Weder die USA noch Deutschland sind christliche Län-
der. Aber die überwältigende Mehrheit beider Völker sind Christen. Weih- nachten sollte deshalb in diesen Ländern als das reli-
giöse Fest gefeiert werden, das es ohne Zweifel ist. Die nicht-christlichen Minderheiten sind nicht gezwungen, mitzufeiern. Sie möchten an Heiligabend früh aufstehen und zur Arbeit gehen? Niemand wird Sie aufhalten. Und niemand wird Sie zwingen, einen Weihnachtsbaum ins Wohnzimmer zu schleppen.
Für mich als Amerikaner beweist das öffentliche Begehen von Weihnachten und Chanukka die amerikanische Vielfalt im besten Sinne. Viel besser, als es die Verbannung religiöser Symbole vermag, die etwa in Frankreich praktiziert wird. Warum sollten Kinder gezwungen werden, ihre religiöse Identität zu verschleiern, statt stolz auf sie zu sein?

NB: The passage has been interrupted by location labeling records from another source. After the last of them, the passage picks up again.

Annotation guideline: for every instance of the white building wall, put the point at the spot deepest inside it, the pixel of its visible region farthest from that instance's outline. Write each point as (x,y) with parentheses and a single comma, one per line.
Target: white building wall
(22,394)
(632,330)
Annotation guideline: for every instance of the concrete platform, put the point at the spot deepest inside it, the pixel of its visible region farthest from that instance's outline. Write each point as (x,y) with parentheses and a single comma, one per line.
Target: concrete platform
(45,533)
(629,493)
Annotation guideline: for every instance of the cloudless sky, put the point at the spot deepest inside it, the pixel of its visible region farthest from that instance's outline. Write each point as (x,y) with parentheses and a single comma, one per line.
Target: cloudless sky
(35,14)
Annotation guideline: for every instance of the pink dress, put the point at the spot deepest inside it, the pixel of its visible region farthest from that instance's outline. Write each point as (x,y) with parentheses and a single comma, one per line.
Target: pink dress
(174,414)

Warum sollen in »gemischten« Ehen nicht beide Partner ihr jeweiliges Fest feiern, statt es zu einem gemeinsamen zu verpanschen?
In nur einer Generation sind wir von antijüdischen Pogromen, die von der Kirche ausgegangen sind, so weit gekommen, daß jüdische Delegationen sich freundschaftlich mit dem Papst treffen. Wir sind keine gegenseitigen Feinde mehr, sondern haben gemeinsame Gegner: Atheismus, Materialismus, Krieg, Armut, Engstirnigkeit und Ignoranz sowie, tragischerweise, bis zu einem gewissen Grad, den Islam. Die Ziele und messianischen Träume von Juden und Christen sind dieselben: Gerechtigkeit, Brüderlichkeit, Liebe und Frieden.
Wir Juden sollten Chanukka sein »Ch« zurückgeben. Und, ja, lassen wir die Christen wieder Jesus Christus ins Zentrum des Weihnachtsfests stellen. Wir sollten nicht versuchen, unsere Religionen zu verweltlichen oder die Unterschiede zu verwischen. Wir sollten statt dessen lernen, die jeweils andere Religion zu respektieren.
Weltliche Einheit
von Cilly Kugelmann
»Verwässern« kann man nur etwas, das eine eindeutige und feststehende Rezeptur aufweist. Kultur, zu der auch die Religionen zählen, ist etwas Lebendiges, das sich unablässig an neue politische und soziale Bedingungen anpaßt. Das Judentum vor 200 Jahren ist nicht identisch mit dem, was wir heute darunter verstehen oder wie wir es heute leben. Man kann die Tora und den Talmud als ständige Auseinandersetzung mit kontroversen Deutungen lesen, wobei die berühmten Streitgespräche zwischen den rabbinischen Schulen von Hillel und Schamai keine Ausnahme bilden. Die mittelalterlichen Responsen, die zur Klärung strittiger, halachischer Fragen dienten, legen Zeugnis ab von einem sich ständig verändernden religiösen Alltag. Was koscher ist und was nicht, wie ein Feiertag gefeiert wird, wie die Toten begraben werden und wo, welche Gerätschaften zum Kochen oder zum Kiddusch machen erlaubt sind, das alles war stets klärungsbedürftig und wurde von Fall zu Fall, von Region zu Region und von Zeit zu Zeit anders entschieden.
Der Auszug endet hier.